“Eternal glory! How long has the Koom-Posh lasted?”
“About 100 years.”
“The length of an An’s life—a very young community. In much less than another 100 years your Koom-Posh will be a Glek-Nas.”
“Nay, the oldest states in the world I come from, have such faith in its duration, that they are all gradually shaping their institutions so as to melt into ours, and their most thoughtful politicians say that, whether they like it or not, the inevitable tendency of these old states is towards Koom-Posh-erie.”
“The old states?”
“Yes, the old states.”
“With populations very small in proportion to the area of productive land?”

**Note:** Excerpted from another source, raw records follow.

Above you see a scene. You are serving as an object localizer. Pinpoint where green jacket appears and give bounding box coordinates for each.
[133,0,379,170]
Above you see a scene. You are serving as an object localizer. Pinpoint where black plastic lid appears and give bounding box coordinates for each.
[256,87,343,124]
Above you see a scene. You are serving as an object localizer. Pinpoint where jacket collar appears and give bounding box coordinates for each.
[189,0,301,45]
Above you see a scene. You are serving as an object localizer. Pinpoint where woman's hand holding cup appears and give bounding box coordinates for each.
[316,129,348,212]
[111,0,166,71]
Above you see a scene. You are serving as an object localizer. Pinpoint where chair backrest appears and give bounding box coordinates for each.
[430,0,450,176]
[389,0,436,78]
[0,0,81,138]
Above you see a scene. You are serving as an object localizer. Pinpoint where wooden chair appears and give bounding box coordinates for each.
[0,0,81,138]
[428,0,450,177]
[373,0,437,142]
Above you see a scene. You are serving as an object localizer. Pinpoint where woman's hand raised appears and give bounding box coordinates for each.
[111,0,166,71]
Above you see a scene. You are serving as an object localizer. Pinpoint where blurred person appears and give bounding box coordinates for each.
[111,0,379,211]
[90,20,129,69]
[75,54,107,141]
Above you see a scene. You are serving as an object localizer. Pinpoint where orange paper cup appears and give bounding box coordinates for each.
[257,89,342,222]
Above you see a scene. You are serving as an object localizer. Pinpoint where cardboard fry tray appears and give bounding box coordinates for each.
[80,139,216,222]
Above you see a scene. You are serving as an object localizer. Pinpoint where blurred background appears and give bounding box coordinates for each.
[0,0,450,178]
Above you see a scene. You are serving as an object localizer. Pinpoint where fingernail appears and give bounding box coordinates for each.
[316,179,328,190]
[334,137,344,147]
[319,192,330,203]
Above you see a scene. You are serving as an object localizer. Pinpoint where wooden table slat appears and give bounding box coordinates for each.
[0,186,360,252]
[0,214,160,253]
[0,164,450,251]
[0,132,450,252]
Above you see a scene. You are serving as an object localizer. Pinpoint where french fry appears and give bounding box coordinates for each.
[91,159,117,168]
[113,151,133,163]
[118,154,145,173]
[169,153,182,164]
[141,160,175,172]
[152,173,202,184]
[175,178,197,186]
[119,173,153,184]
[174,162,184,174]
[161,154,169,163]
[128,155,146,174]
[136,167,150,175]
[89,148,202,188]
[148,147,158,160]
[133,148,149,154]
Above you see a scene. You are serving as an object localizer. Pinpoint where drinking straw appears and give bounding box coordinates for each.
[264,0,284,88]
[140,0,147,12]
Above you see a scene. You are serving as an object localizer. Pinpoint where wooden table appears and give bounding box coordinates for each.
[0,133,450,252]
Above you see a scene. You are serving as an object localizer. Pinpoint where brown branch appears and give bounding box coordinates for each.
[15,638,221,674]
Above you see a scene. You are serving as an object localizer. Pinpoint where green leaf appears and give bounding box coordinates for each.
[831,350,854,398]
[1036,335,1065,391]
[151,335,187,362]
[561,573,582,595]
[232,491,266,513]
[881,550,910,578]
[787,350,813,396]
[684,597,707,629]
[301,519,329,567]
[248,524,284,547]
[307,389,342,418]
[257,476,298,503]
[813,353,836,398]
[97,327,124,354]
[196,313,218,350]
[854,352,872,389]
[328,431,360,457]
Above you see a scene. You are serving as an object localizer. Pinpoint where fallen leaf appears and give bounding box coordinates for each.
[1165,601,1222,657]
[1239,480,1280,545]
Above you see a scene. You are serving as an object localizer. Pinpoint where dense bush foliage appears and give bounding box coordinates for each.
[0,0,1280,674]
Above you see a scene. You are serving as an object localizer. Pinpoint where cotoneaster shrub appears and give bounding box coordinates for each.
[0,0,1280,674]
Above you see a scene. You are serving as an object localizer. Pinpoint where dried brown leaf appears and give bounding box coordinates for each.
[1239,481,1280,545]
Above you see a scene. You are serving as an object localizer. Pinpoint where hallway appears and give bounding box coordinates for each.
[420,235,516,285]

“On the contrary, with populations very large in proportion to that area.”
“I see! old states indeed!—so old as to become drivelling if they don’t pack off that surplus population as we do ours—very old states!—very, very old! Pray, Tish, do you think it wise for very old men to try to turn head-over-heels as very young children do? And if you ask them why they attempted such antics, should you not laugh if they answered that by imitating very young children they could become very young children themselves? Ancient history abounds with instances of this sort a great many thousand years ago—and in every instance a very old state that played at Koom-Posh soon tumbled into Glek-Nas. Then, in horror of its own self, it cried out for a master, as an old man in his dotage cries out for a nurse; and after a succession of masters or nurses, more or less long, that very old state died out of history. A very old state attempting Koom-Posh-erie is like a very old man who pulls down the house to which he has been accustomed, but he has so exhausted his vigour in pulling down, that all he can do in the way of rebuilding is to run up a crazy hut, in which himself and his successors whine out, ‘How the wind blows! How the walls shake!’”
“My dear Taee, I make all excuse for your unenlightened prejudices, which every schoolboy educated in a Koom-Posh could easily controvert, though he might not be so precociously learned in ancient history as you appear to be.”
“I learned! not a bit of it. But would a schoolboy, educated in your Koom-Posh, ask his great-great-grandfather or great-great-grandmother to stand on his or her head with the feet uppermost? And if the poor old folks hesitated—say, ‘What do you fear?—see how I do it!’”
“Taee, I disdain to argue with a child of your age. I repeat, I make allowances for your want of that culture which a Koom-Posh alone can bestow.”
“I, in my turn,” answered Taee, with an air of the suave but lofty good breeding which characterises his race, “not only make allowances for you as not educated among the Vril-ya, but I entreat you to vouchsafe me your pardon for the insufficient respect to the habits and opinions of so amiable a Tish!”
I ought before to have observed that I was commonly called Tish by my host and his family, as being a polite and indeed a pet name, literally signifying a small barbarian; the children apply it endearingly to the tame species of Frog which they keep in their gardens.